Careful testing of beers labeled "gluten-free" and "low-gluten" revealed that several contained the barley protein hordein, which causes a similar reaction to gluten in people with celiac disease and non-celiac gluten sensitivity, a new study shows.
The study, published last week in the open-access medical journal PLOS One, compared hordein protein levels in 60 different beers, using two different types of testing. It found low but significant levels of hordein in two gluten-free beers, and higher levels in two so-called "low-gluten" beers.

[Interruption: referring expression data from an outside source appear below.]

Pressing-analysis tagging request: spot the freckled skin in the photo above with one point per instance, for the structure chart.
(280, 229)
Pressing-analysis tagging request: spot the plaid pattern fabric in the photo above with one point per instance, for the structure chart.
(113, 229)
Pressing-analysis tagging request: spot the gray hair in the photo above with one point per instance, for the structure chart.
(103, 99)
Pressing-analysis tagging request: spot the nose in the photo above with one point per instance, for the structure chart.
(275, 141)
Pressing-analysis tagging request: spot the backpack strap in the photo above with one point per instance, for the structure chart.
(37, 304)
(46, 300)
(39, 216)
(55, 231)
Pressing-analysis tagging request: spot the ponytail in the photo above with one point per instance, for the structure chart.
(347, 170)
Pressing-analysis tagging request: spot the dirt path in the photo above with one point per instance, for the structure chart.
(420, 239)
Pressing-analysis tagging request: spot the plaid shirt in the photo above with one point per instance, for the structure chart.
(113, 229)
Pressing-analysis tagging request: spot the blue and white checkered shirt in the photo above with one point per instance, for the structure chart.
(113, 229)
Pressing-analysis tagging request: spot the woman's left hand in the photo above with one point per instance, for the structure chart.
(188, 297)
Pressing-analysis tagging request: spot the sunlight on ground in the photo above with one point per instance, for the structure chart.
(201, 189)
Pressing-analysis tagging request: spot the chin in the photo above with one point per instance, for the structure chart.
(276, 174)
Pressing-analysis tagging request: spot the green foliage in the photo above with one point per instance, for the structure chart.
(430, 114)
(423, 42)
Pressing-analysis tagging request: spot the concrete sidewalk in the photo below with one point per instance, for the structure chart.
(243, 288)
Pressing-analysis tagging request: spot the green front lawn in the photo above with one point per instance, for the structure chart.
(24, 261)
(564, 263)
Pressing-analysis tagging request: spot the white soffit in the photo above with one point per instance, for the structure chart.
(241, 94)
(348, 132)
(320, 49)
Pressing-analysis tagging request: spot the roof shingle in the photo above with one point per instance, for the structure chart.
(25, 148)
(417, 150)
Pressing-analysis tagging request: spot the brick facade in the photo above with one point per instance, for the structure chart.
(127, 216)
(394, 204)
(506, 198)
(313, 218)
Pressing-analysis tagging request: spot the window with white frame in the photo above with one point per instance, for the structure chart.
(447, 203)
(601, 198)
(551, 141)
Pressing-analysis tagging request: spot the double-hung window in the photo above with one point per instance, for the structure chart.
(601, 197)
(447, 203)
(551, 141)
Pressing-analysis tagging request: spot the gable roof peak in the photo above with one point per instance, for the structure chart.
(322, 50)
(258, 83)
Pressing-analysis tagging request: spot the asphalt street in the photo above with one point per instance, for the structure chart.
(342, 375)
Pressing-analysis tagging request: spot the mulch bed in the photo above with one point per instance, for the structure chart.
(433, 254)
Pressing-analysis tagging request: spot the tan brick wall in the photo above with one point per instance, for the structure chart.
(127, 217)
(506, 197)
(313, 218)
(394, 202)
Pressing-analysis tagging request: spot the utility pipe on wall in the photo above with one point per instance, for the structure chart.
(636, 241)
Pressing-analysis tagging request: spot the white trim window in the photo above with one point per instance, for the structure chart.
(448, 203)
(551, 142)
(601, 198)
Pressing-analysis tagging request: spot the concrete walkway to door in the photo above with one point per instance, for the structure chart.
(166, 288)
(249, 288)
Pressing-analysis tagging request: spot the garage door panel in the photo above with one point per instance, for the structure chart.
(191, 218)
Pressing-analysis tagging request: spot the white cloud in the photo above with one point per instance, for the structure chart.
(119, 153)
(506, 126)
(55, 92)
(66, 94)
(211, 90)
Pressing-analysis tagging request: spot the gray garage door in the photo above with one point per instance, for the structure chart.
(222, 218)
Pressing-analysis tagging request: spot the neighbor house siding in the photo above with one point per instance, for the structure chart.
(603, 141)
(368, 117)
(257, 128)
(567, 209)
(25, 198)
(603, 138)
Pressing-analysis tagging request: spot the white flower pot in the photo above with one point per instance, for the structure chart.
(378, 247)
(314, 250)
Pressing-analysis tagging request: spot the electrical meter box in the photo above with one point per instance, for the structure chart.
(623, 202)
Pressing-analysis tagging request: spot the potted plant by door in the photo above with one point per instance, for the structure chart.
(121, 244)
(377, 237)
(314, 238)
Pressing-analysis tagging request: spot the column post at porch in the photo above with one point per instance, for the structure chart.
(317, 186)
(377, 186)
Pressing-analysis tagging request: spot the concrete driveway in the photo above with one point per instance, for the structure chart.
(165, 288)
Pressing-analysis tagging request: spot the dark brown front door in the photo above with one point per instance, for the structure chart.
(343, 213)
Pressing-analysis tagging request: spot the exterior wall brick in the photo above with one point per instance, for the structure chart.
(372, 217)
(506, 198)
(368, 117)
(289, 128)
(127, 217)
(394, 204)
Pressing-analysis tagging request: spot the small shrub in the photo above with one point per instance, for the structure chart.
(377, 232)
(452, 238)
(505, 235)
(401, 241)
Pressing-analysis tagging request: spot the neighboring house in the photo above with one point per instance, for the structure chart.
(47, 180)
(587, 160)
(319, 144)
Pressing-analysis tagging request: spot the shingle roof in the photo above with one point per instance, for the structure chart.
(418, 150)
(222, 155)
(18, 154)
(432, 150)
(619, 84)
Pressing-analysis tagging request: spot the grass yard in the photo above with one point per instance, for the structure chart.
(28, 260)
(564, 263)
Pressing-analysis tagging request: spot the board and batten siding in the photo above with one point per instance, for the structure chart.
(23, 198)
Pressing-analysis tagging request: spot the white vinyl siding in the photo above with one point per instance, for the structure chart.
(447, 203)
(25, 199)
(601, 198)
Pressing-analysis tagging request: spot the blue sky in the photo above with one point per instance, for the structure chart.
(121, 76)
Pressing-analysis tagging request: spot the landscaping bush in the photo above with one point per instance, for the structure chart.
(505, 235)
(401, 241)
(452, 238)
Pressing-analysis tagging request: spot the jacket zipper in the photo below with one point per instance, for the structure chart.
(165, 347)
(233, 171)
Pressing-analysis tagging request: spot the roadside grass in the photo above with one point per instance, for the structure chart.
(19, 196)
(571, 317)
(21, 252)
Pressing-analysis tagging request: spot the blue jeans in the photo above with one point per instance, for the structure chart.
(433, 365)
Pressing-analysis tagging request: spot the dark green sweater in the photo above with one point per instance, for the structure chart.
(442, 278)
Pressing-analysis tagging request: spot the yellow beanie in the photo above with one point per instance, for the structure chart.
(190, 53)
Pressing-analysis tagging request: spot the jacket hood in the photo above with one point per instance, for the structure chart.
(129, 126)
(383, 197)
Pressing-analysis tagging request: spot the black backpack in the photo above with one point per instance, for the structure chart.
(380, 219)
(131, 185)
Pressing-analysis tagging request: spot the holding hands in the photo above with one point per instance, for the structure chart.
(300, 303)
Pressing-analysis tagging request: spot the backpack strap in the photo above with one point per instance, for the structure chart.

The research comes from the same Australian team that looked previously at "low-gluten" beers, which apparently are relatively common Down Under but aren't found in the U.S. and Canada. Each beer -- including eight gluten-free beers and two "low-gluten" beers -- underwent laboratory analysis with two different tests.
The good news: six out of eight of the gluten-free-labeled beers really were gluten-free, at least to the very low limits of these tests. Interestingly, this included both gluten-free beers made from "de-glutened" barley (no products were identified by name).
Two of the eight gluten-free beers contained hordein proteins at between 1% and 4% of the average for all the beers (not a huge amount, certainly, but probably enough to make some of us react).
The "low-gluten" beers, meanwhile, contained hordein at levels near the average for all beers ... including those beers not marketed as gluten-free (one, in fact, contained barley protein at a level 40% higher than the average for all beers).
Several conventional barley beers also contained undeclared wheat proteins, a particular problem for someone with a wheat allergy (those of us who can't tolerate gluten wouldn't choose one of those, obviously).
The bottom line? Testing shows that the majority of beers marketed as "gluten-free" are in fact gluten-free to levels below 1 part per million (for reference, less than 20 parts per million is accepted as the "gluten-free" standard in the U.S. and Canada).
The researchers also determined that testing the beers with what's called "multiple reaction monitoring mass spectrometry," or MRM-MS for short, detected barley protein in beers where the more commonly used sandwich ELISA test came up with a false negative (the sandwich ELISA works well for the wheat protein gluten but is known to underestimate the barley protein hordein).
The researchers recommended using the MRM-MS test for gluten-free beer, specifically because it can detect hordein far more effectively than the sandwich ELISA test.
I also should note that several of the non-gluten-free beers also contained very low levels of gluten and/or hordein -- perhaps that explains why some celiacs and gluten-sensitive people report they can drink certain "regular" beers without reacting.